Паломники с грохотом укатываются со святой водой к автобусам. Саша со звоном ставит сумку с бутылками, привезенными с калужского "Поля чудес", оптового рынка ("Ты что, в Козельске водка несъедобная"), и принимается за сбор грибов. Марина уже нашла десяток свинушек, оба клянутся, что лучше нет закуски, если чуть прихватить на костре, вот только дойдем до Сашиного места на Жиздре. Тишина, дятел.
В лесу Леонтьев отвлекался от монастырского общения. "Современное русское монашество плоховато... Среднего уровня монахи не могут, так сказать, лично особенно нравиться людям развитым и сильно влиять на них...", "Не могу освободиться от досады на грубость чувств и манер во многих духовных лицах наших". Письмо: "Прошу Вас, отец Тимофей, простить мне мою вчерашнюю вспыльчивость... Виноват и горько каюсь, но и Вас впредь прошу быть поосторожнее с моей гордостью и гневливостью" - в обществе после таких извинений впору на дуэль.

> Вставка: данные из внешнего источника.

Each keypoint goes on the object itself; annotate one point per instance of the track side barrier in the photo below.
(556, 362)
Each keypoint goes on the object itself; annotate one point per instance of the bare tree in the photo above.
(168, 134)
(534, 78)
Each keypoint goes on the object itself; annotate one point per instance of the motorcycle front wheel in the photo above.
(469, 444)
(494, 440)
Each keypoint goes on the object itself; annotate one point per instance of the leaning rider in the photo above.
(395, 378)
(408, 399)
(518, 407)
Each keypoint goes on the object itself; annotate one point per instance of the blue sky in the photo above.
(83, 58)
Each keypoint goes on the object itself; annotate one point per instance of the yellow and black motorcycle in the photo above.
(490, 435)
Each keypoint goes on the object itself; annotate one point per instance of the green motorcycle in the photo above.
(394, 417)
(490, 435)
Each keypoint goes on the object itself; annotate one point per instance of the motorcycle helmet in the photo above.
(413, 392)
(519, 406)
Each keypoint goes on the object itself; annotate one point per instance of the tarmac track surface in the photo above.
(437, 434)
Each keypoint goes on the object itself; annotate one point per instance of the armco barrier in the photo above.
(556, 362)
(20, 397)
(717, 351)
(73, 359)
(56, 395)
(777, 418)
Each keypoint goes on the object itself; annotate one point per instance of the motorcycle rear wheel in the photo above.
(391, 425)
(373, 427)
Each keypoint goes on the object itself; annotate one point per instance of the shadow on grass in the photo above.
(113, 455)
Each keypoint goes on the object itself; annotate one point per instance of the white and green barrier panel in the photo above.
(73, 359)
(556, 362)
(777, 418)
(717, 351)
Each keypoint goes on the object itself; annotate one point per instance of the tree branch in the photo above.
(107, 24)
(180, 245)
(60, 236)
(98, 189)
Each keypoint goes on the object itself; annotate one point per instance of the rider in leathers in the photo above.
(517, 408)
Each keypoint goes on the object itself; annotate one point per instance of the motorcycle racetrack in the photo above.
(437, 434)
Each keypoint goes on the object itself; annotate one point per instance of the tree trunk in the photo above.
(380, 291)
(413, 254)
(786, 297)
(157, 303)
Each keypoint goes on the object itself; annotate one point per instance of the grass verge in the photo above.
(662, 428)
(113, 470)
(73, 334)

Раздражали монахи, книги, поезда, Европа, пиджаки, Толстой, фотографии стариков (Дарвин, Пирогов, Островский - "Что за гадость! Чистые орангутанги"). За двенадцать дней до смерти излагает план высылки за границу - "навсегда или до публичного покаяния" - Владимира Соловьева за похвалу атеистам: "Государство православное не имеет права все переносить молча!".
Леонтьев собирался написать роман о своем обращении: "Как я из эстетика-пантеиста, весьма вдобавок развращенного, сладострастного донельзя, до утонченности, стал верующим христианином". Примечательнее всего восторженное нанизывание собственных пороков.
Этого монаха мучал вопрос: почему он не признан и не знаменит? Леонтьев горевал изысканно и страшно: "Самый глубокий блестящий ум ни к чему не ведет, если нет судьбы свыше. Ум есть только факт, как цветок на траве, как запах хороший... Я не нахожу, чтоб другие были способнее или умнее меня, я нахожу, что Богу угодно было убить меня...".